Claiming in the lead-up that he really wasn't "impressed or threatened by him at all" and that his training camp was "great"/"the hardest camp I ever had" to Fight Hype, you got pretty much what he seemed to expect against Joseph De los Santos. DLS, a fighter with quite a few notables on his list of opponents, including Glen Tapia and Eddie Gomez (in losses), still comes with a double digit win and loss column and is on the south side of his thirties. It's no wonder Charlo didn't feel threatened, despite the experience quality gap.
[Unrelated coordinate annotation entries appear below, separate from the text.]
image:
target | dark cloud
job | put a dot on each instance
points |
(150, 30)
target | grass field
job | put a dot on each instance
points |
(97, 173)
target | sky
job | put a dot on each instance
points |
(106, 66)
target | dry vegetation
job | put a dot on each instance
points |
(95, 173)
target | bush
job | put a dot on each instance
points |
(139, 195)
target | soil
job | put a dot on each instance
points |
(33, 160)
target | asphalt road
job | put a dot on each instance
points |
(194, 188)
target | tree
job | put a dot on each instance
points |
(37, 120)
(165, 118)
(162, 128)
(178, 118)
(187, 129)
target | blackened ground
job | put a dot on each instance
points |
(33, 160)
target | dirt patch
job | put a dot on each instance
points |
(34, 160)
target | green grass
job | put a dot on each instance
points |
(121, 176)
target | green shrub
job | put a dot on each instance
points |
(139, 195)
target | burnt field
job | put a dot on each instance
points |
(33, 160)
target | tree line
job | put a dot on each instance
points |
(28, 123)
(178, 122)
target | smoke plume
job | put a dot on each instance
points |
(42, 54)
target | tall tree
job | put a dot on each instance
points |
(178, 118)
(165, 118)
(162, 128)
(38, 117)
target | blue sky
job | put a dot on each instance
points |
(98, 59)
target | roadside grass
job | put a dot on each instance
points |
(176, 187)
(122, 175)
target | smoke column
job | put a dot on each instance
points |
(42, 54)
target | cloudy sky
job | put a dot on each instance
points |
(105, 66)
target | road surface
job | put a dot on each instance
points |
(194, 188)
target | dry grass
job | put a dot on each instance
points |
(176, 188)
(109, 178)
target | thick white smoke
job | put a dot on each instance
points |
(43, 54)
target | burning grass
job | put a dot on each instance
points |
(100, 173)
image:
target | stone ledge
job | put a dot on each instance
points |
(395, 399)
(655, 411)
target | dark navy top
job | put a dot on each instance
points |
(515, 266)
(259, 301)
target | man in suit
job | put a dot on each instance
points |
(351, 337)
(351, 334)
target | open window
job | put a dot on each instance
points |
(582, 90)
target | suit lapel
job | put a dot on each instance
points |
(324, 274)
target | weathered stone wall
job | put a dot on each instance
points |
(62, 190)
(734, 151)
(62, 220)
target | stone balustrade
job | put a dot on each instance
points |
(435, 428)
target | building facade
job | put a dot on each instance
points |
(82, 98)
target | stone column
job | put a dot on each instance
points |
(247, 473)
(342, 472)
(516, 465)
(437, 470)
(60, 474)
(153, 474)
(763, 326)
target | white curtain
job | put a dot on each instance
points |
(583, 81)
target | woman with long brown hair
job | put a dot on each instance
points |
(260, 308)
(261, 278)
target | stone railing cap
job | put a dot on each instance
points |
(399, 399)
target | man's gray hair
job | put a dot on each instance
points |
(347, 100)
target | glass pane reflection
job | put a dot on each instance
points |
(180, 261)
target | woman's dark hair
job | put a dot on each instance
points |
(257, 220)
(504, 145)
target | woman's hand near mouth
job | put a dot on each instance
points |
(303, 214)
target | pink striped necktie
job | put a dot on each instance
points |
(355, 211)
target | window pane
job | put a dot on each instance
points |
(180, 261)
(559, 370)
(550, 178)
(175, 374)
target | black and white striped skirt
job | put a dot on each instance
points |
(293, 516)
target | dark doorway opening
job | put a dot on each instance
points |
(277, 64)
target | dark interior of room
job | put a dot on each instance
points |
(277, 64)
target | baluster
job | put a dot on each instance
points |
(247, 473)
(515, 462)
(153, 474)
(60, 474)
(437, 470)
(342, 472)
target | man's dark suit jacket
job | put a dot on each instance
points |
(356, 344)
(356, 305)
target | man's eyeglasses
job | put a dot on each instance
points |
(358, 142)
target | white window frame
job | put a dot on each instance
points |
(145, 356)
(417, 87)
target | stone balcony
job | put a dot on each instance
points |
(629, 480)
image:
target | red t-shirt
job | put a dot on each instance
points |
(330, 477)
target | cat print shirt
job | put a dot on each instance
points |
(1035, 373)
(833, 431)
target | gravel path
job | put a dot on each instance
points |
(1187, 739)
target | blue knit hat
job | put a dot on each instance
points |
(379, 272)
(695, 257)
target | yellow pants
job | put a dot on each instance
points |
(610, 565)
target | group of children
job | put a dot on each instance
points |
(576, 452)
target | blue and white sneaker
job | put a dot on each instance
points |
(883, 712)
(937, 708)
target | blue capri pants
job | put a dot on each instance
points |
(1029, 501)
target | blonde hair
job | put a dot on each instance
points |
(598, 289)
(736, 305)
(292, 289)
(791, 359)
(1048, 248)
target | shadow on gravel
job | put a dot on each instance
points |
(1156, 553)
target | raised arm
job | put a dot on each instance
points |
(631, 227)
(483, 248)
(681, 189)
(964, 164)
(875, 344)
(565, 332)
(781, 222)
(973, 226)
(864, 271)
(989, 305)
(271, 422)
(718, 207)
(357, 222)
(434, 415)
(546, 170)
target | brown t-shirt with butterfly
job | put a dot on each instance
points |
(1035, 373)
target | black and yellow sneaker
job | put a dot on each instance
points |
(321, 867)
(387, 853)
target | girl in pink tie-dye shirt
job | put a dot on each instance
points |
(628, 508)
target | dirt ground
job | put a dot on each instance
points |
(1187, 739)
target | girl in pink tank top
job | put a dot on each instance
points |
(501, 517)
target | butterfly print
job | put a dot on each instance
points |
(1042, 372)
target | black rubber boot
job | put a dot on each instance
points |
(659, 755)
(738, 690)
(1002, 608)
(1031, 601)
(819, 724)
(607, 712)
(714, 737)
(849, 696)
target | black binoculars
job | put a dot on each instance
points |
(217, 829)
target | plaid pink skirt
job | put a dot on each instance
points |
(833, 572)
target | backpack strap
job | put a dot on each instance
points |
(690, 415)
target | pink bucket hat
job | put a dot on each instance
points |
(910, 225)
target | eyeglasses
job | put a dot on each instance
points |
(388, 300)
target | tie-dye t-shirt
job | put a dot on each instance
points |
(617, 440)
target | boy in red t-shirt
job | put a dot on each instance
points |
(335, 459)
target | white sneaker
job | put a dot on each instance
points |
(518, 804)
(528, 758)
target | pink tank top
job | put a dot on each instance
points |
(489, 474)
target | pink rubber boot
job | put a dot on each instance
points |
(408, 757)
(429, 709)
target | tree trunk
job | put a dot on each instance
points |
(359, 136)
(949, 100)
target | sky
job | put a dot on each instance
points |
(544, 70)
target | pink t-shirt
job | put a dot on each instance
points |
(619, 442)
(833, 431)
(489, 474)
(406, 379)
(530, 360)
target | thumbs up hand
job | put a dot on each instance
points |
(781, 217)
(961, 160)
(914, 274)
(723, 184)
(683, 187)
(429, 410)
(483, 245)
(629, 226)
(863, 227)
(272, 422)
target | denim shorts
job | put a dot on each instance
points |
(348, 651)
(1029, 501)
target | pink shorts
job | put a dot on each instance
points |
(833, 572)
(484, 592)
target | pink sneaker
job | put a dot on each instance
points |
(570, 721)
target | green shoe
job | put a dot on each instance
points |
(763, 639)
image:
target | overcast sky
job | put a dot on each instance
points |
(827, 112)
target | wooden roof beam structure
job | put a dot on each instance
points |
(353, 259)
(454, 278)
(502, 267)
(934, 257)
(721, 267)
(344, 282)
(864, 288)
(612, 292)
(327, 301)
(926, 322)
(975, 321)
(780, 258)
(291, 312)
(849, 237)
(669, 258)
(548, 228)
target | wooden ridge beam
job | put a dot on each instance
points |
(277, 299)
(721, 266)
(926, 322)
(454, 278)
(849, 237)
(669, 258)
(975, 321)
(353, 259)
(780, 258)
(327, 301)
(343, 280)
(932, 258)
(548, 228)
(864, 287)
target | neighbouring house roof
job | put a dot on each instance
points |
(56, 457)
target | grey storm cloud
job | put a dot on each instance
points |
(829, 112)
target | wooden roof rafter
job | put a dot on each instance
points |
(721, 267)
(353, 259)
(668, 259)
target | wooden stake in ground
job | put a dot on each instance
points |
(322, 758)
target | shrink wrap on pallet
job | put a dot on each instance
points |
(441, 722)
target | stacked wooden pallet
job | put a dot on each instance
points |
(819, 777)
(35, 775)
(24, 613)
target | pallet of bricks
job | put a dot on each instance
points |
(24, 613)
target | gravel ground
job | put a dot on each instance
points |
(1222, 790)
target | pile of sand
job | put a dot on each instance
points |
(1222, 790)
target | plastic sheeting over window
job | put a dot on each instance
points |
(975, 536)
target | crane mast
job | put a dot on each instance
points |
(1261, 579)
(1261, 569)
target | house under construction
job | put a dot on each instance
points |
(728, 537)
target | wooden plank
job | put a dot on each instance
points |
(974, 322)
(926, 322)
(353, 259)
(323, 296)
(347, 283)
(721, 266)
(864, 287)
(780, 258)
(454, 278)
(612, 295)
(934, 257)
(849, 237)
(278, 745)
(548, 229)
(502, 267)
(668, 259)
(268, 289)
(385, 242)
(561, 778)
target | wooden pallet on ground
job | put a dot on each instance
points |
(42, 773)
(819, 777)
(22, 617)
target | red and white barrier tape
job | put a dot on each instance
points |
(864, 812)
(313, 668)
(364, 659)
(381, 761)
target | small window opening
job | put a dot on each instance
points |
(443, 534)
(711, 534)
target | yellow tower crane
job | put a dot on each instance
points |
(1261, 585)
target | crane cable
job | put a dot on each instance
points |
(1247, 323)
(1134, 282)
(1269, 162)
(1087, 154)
He came in and used his significant height advantage and beautiful jab to control his opponent and hammered him with his powerful right hand until he got a stoppage. It was a jabbing clinic for the most part. Body jab? Double jab? Triple jab? Whatever you want. Charlo is a jab artist. Nothing DLS did could stop it from finding the mark. Charlo KO5 De los Santos on one of several massive overhand right deliveries and the last of three knockdowns. Charlo can hit, he has speed, accuracy and patience. I would really like to see what would happen between him and Demetrius Andrade for Boo Boo's title. . .

Notes:

*The fight aired on FS1 (with commentators Mario Solis and Rich Marotta)
*A Golden Boy Promotions card
*The commentators point out that the ref will have to pick up De los Santos' slipping trunks to prevent an X-rated show. Shortly thereafter, referee Raul Caiz Junior obliges.